Friday, October 12, 2012


I am not going to be able to pull this one off again.  In May, when I returned from Islamabad and finally told my mother that I had not been in “India” but rather in Pakistan, she said “Kristen – just promise me that you will never tell me that you are going to Somalia.”  Noted.  As I had, at that point, been providing technical assistance to a Somaliland project for almost a year, and knew that travel there would take place in the next few months, I filed that little tidbit away in its most literal sense.  She used the future tense of the verb.  I will tell her in the past tense.  (And using the blog - that way she has time to cool off before she actually starts yelling at me.)
It all started out reasonably enough – 4:30 am at the Nairobi airport presenting my UN passport at the UNHAS counter (United Nations Humanitarian Assistance in Somalia) – then going upstairs to drink a chai latte and watch the first presidential debate.  The first plane took us from Nairobi to Berbera on the coast of the Red Sea (and the only runway in Somaliland capable of handling a jet).  Berbera looked straight out of a movie set.  Miles of nothing but dust in two directions, ocean in another, and dusty city in the fourth.  Planes scattered around the tarmac in various stages of disassembly and occasionally set off nicely against the blue of the sea.  A pack of feral dogs.  An airport fence made of piled thorn branches.  A humanitarian assistance lifer smoking in the shade (for those of you that have never met one of these creatures – beware – spending your entire life bouncing from one dangerous disaster to another does things to a person.  Not good things).  We claimed our bags from the old man on the Chinese tractor and climbed about the prop plane to complete the last leg of the journey to the capital of Somaliland, Hargeisa.  Whereas the jet with its Mexican crew (Mexicana apparently bid and won the contract to supply the pilots for the UN charter service – I cannot imagine how many bales of marijuana you must have been caught trying to smuggle that you get exiled to Somalia – or maybe the Sinaloa cartel is networking) sort of inspired confidence, this ancient prop plane showed a bit more wear and tear on the emergency exits than I was comfortable with.  And on the landing – unless we ran over an extremely large quantity of loose change – something was seriously awry in the belly of that beast.  But I landed safely.  And got stamped into what the Economist referred to last week as an “independence minded fledgling semi-autonomous statelet.”

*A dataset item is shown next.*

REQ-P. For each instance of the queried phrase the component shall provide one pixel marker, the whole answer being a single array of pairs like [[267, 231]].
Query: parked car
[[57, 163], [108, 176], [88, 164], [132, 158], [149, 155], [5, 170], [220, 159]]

This might be a good “time out for history” moment.  There are three regions in the country formerly known as Somalia.  The first is Central South (think Mogadishu and ‘Blackhawk Down’ – as K’Naan would say "Warlords and Beardos”).  Then there is Puntland (think pirates).  And then there is Somaliland.  Somaliland used to be known as ‘British Somalia’ during the colonial administration (as opposed to the rest of the territory that was Italian administered).  It has always been considered to be relatively stable – though I did learn at my security briefing that there is an active war going on in the southern part of the country.  And the western border is heavily mined.  Otherwise – totally calm.
The four days in Hargeisa (the capital) were relatively uneventful.  We used the Hotel Maansoor as our base of operations as there really isn’t much in the way of secure and functioning commercial office space yet.  We went to meetings in heavily fortified compounds of government, United Nations, and NGOs (though there hasn’t been a set of coordinated car bombs since 2008).  We faithfully did our evening radio check with the Security Base (I am now quite good with the Alpha Bravo Charlie alphabet).
Along the way I noticed a few weird quirks about town – such as despite the fact that the country is a left-hand drive country (like the US) it is cheaper to import right-hand-side drive cars from Dubai.  So it is the only place in the world I have ever been where you drive right-hand drive cards on the right.  It is really strange.  Also, the power lines.  In their lifetimes – powerlines die.  They get worn-through, broken in storms, cut by rebel groups, etc.  In most places these power lines would be replaced.  Not in Somaliland.  There they just pile another round on top of the same polls – leading to snarling masses of black wire throughout the downtown.  It becomes almost sculptural.  And that every third business establishment sells qat – that green leafy chew that ensures a zero-productivity afternoon.

But beyond all of this – Somaliland is a fascinating little country.  It’s hot and dusty and poor – but I will be honest – it is not the hottest nor dustiest nor poorest place I have ever worked.  What is interesting though is that they got there without us.  None of the component parts of Somalia have been eligible for large scale foreign aid in the past 20 years.  So in the endless debate about whether aid money helps or hurts a country, there is at least one counterfactual waiting to be explored.  On one hand – we might find a completely broken society – with people dying and potential going unfulfilled for want of the most basic of services.  On the other hand – we might find a Tea Party Utopia.  A sub-Saharan African country that managed to develop a robust tax base and free-flowing remittances from abroad that were sufficient to – while maybe not get them ahead of their neighbors – not let them fall too far behind either.  I am not yet sure to which extreme the truth lies, but it will be interesting to study nonetheless.

(And apologies for the lack of quality pictures.  I took them with my iPhone out of the tinted window of a moving car.)